But they still hit me strangely hard.
Maybe because I had not thought beyond the plane. Beyond his hand in mine. Beyond this strange little bubble where, despite everything, we had somehow become anus.
The cars, the men, the hospital waiting somewhere in the city for him. It all reminds me very quickly that his world did not pause just because he took me to the beach.
“Can I come?” I ask.
The words leave my mouth before I can second-guess them.
His gaze searches my face. For uncertainty, maybe. Hesitation. Some sign that I’m saying it out of obligation rather than want.
I let him look.
Finally, he nods once. “Yes.”
The answer settles something in me I hadn’t realized was braced for rejection.
He opens the rear door of the first car himself this time. I slide in, and a second later he’s beside me, one hand already on his phone again, giving clipped instructions as the convoy pulls away from the terminal.
The city rolls toward us in stages. Highway lights. Gray dawn.
Hospitals always seem to exist in a different color than the rest of the world, and this one is no different when we pull up. Glass and steel and white fluorescent light waiting behind the entrance doors like a warning.

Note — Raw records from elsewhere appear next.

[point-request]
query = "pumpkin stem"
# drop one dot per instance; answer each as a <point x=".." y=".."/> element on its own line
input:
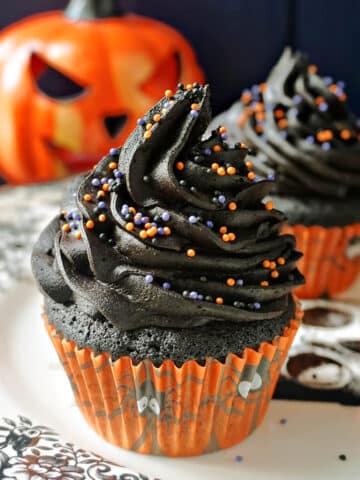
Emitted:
<point x="93" y="9"/>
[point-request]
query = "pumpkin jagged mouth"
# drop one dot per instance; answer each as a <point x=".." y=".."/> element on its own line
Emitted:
<point x="75" y="162"/>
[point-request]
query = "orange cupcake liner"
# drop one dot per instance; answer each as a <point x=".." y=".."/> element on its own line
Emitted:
<point x="327" y="268"/>
<point x="170" y="410"/>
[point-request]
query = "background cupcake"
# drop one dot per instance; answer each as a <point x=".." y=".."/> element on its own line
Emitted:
<point x="168" y="287"/>
<point x="307" y="140"/>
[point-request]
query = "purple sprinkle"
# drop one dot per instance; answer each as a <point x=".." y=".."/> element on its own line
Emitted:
<point x="323" y="107"/>
<point x="165" y="216"/>
<point x="114" y="152"/>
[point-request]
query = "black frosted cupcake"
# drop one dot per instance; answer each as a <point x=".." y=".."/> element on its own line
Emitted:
<point x="168" y="287"/>
<point x="306" y="139"/>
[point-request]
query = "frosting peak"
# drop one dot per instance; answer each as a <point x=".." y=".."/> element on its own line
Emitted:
<point x="170" y="230"/>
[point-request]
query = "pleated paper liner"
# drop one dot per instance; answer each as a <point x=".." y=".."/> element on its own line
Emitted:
<point x="327" y="264"/>
<point x="170" y="410"/>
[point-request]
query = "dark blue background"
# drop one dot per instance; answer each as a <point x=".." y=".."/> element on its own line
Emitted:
<point x="237" y="41"/>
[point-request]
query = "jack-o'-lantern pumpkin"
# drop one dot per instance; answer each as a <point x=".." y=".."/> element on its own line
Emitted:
<point x="73" y="83"/>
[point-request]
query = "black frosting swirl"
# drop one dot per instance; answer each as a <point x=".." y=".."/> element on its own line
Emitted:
<point x="302" y="131"/>
<point x="170" y="230"/>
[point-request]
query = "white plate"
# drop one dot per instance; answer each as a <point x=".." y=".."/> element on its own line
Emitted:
<point x="32" y="383"/>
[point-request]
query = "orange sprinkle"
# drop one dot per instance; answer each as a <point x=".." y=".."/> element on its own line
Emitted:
<point x="242" y="119"/>
<point x="89" y="224"/>
<point x="152" y="232"/>
<point x="147" y="135"/>
<point x="345" y="134"/>
<point x="283" y="123"/>
<point x="279" y="113"/>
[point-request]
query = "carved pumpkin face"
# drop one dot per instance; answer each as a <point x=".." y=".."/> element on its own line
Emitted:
<point x="70" y="90"/>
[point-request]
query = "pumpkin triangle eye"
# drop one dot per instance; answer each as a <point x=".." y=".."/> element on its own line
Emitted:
<point x="52" y="82"/>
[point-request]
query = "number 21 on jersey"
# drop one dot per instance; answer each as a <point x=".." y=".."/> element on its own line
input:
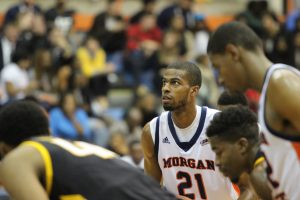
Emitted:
<point x="187" y="183"/>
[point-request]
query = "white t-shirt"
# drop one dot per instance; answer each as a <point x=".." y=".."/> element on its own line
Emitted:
<point x="186" y="159"/>
<point x="18" y="77"/>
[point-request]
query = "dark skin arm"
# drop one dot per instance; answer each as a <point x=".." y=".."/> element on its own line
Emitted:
<point x="247" y="190"/>
<point x="150" y="161"/>
<point x="259" y="181"/>
<point x="19" y="174"/>
<point x="286" y="86"/>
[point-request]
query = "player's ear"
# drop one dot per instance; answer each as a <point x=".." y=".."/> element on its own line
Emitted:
<point x="242" y="145"/>
<point x="195" y="90"/>
<point x="4" y="149"/>
<point x="233" y="51"/>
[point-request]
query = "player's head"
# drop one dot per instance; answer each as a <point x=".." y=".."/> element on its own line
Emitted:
<point x="229" y="49"/>
<point x="230" y="98"/>
<point x="181" y="84"/>
<point x="233" y="135"/>
<point x="19" y="121"/>
<point x="136" y="151"/>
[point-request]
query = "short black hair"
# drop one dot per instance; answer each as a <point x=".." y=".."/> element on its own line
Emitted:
<point x="234" y="123"/>
<point x="20" y="54"/>
<point x="232" y="98"/>
<point x="235" y="33"/>
<point x="21" y="120"/>
<point x="192" y="70"/>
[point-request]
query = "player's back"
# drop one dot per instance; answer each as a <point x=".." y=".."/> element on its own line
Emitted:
<point x="84" y="171"/>
<point x="188" y="167"/>
<point x="282" y="152"/>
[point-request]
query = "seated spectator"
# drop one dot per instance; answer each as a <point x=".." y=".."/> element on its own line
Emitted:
<point x="135" y="156"/>
<point x="15" y="81"/>
<point x="60" y="48"/>
<point x="274" y="38"/>
<point x="228" y="98"/>
<point x="70" y="121"/>
<point x="8" y="42"/>
<point x="23" y="6"/>
<point x="148" y="7"/>
<point x="92" y="60"/>
<point x="209" y="92"/>
<point x="186" y="38"/>
<point x="202" y="34"/>
<point x="43" y="72"/>
<point x="109" y="28"/>
<point x="182" y="8"/>
<point x="143" y="42"/>
<point x="60" y="17"/>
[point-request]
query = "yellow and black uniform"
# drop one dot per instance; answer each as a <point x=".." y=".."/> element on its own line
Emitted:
<point x="78" y="170"/>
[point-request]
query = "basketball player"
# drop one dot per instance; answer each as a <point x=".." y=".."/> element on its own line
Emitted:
<point x="232" y="99"/>
<point x="236" y="53"/>
<point x="176" y="149"/>
<point x="39" y="167"/>
<point x="234" y="137"/>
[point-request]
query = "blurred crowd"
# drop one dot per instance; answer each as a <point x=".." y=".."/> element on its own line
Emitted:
<point x="73" y="73"/>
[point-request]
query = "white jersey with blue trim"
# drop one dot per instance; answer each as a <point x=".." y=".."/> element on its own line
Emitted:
<point x="188" y="164"/>
<point x="280" y="151"/>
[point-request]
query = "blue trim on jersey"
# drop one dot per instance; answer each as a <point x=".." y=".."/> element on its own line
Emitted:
<point x="187" y="145"/>
<point x="156" y="142"/>
<point x="272" y="131"/>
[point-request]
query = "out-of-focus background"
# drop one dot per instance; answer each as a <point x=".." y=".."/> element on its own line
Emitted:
<point x="96" y="65"/>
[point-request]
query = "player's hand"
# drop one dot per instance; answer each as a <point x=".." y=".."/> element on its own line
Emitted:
<point x="179" y="197"/>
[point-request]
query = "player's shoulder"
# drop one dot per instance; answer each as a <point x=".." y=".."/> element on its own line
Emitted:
<point x="282" y="74"/>
<point x="23" y="155"/>
<point x="210" y="112"/>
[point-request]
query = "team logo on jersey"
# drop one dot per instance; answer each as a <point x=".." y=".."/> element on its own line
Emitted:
<point x="204" y="142"/>
<point x="166" y="140"/>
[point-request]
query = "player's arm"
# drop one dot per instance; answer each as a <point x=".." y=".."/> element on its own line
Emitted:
<point x="19" y="173"/>
<point x="246" y="190"/>
<point x="259" y="181"/>
<point x="150" y="160"/>
<point x="284" y="96"/>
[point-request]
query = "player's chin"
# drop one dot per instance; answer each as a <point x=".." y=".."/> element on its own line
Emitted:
<point x="234" y="179"/>
<point x="168" y="107"/>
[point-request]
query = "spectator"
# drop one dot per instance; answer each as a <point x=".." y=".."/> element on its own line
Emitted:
<point x="69" y="121"/>
<point x="109" y="29"/>
<point x="228" y="98"/>
<point x="272" y="39"/>
<point x="202" y="34"/>
<point x="182" y="8"/>
<point x="60" y="48"/>
<point x="15" y="81"/>
<point x="92" y="60"/>
<point x="209" y="91"/>
<point x="61" y="17"/>
<point x="8" y="41"/>
<point x="22" y="7"/>
<point x="143" y="41"/>
<point x="148" y="7"/>
<point x="135" y="157"/>
<point x="43" y="72"/>
<point x="186" y="37"/>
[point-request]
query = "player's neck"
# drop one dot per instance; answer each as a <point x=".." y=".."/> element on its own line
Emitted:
<point x="184" y="117"/>
<point x="257" y="65"/>
<point x="252" y="158"/>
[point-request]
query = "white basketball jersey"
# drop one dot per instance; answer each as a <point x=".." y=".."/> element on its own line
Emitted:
<point x="188" y="168"/>
<point x="283" y="164"/>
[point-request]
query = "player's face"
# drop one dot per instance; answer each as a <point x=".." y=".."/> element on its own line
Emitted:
<point x="231" y="73"/>
<point x="175" y="89"/>
<point x="228" y="159"/>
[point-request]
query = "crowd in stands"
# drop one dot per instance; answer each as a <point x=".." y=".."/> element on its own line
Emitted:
<point x="72" y="73"/>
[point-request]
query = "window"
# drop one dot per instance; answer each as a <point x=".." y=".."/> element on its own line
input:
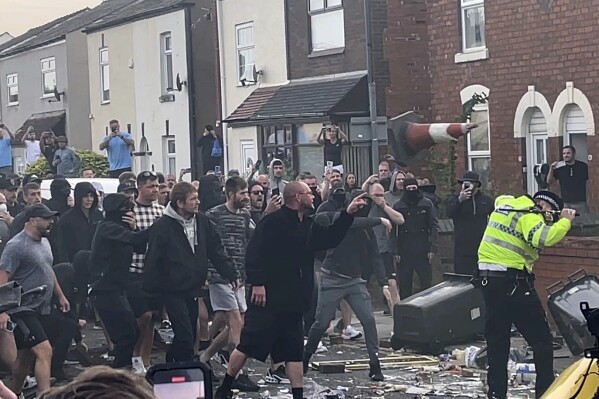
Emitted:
<point x="479" y="149"/>
<point x="245" y="51"/>
<point x="167" y="62"/>
<point x="105" y="75"/>
<point x="12" y="82"/>
<point x="327" y="27"/>
<point x="170" y="157"/>
<point x="48" y="76"/>
<point x="473" y="24"/>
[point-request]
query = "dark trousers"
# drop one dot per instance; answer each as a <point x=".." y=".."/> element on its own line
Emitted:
<point x="60" y="330"/>
<point x="114" y="174"/>
<point x="409" y="264"/>
<point x="523" y="309"/>
<point x="465" y="264"/>
<point x="183" y="314"/>
<point x="119" y="320"/>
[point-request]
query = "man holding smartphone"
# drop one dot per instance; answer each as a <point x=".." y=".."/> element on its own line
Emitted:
<point x="572" y="176"/>
<point x="470" y="210"/>
<point x="118" y="146"/>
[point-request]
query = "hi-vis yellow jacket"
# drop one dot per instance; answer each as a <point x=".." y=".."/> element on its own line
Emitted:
<point x="514" y="239"/>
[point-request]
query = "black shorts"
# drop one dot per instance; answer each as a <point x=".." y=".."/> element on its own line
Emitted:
<point x="389" y="265"/>
<point x="34" y="324"/>
<point x="279" y="334"/>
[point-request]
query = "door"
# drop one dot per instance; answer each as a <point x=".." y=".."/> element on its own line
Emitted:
<point x="536" y="147"/>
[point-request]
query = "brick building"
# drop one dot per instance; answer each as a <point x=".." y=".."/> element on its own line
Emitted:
<point x="533" y="58"/>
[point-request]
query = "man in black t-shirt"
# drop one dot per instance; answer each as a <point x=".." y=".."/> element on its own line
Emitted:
<point x="572" y="176"/>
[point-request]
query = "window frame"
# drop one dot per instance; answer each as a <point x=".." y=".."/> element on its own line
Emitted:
<point x="466" y="5"/>
<point x="239" y="48"/>
<point x="10" y="85"/>
<point x="324" y="10"/>
<point x="103" y="79"/>
<point x="50" y="69"/>
<point x="167" y="81"/>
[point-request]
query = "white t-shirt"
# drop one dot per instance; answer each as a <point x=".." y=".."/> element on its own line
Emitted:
<point x="32" y="151"/>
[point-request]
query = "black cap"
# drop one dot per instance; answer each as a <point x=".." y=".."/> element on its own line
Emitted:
<point x="39" y="211"/>
<point x="126" y="186"/>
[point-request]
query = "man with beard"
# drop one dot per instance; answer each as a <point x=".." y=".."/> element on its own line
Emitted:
<point x="416" y="238"/>
<point x="342" y="271"/>
<point x="76" y="228"/>
<point x="282" y="291"/>
<point x="27" y="260"/>
<point x="112" y="251"/>
<point x="176" y="264"/>
<point x="232" y="222"/>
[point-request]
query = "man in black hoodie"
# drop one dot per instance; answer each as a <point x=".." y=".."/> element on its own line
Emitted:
<point x="176" y="265"/>
<point x="76" y="228"/>
<point x="282" y="291"/>
<point x="111" y="256"/>
<point x="417" y="238"/>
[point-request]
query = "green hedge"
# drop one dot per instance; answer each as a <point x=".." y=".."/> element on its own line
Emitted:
<point x="89" y="159"/>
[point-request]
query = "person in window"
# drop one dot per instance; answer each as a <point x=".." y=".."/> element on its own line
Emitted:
<point x="333" y="145"/>
<point x="48" y="148"/>
<point x="212" y="149"/>
<point x="32" y="146"/>
<point x="5" y="149"/>
<point x="572" y="176"/>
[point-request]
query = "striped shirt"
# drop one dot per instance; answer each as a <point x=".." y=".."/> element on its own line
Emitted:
<point x="145" y="216"/>
<point x="234" y="232"/>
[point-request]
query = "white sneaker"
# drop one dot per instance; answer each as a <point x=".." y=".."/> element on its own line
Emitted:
<point x="137" y="366"/>
<point x="351" y="333"/>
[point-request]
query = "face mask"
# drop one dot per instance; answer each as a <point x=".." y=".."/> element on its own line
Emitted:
<point x="412" y="196"/>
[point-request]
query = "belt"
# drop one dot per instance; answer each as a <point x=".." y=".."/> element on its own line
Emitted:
<point x="517" y="274"/>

The moment the car stops, everything in Aleksei changes again. He is not the man from the villa now. Not the man from theplane. Not the man who just paid me enough money to buy a new life.
He is someone’s son. And he is afraid.
Not visibly, not in a way most people would catch. But I can feel it in the way he gets out too fast, the way his jaw is set too hard, the way his hand closes around the car door once before he lets it go.
Inside, the hospital smells like antiseptic and coffee and bad news.
A woman at the front desk looks up and recognizes him instantly. Not from celebrity. From expectation.
“Mr. Vasiliev,” she says, standing. “They’re waiting upstairs.”
He nods. “Condition?”
“She’s stable. The doctor will speak with you.”
Stable. The word helps. A little.
He turns to me then, like he’s only just remembered I’m here. “You don’t have to do this.”
I look at him—at the way he’s trying to dismiss his own need for support before it has a chance to exist.
“Yes,” I say. “I do.”
For one second, the mask slips.
He looks tired enough to break my heart. Then he nods once and leads me toward the elevator.
We ride up in silence.
When the doors open onto the private floor, I see them immediately. More men. Security. A nurse at the station pretending not to stare. A doctor in scrubs speaking in low tones to one of Aleksei’s people. This whole wing feels like it has already rearranged itself around his family.
Aleksei speaks briefly to the doctor, too low for me to hear, and I stay back where I am, near the windows, feeling like I’ve stepped into a place too intimate and too dangerous all at once.
Then he turns and motions me forward. His mother’s room is at the end of the hall.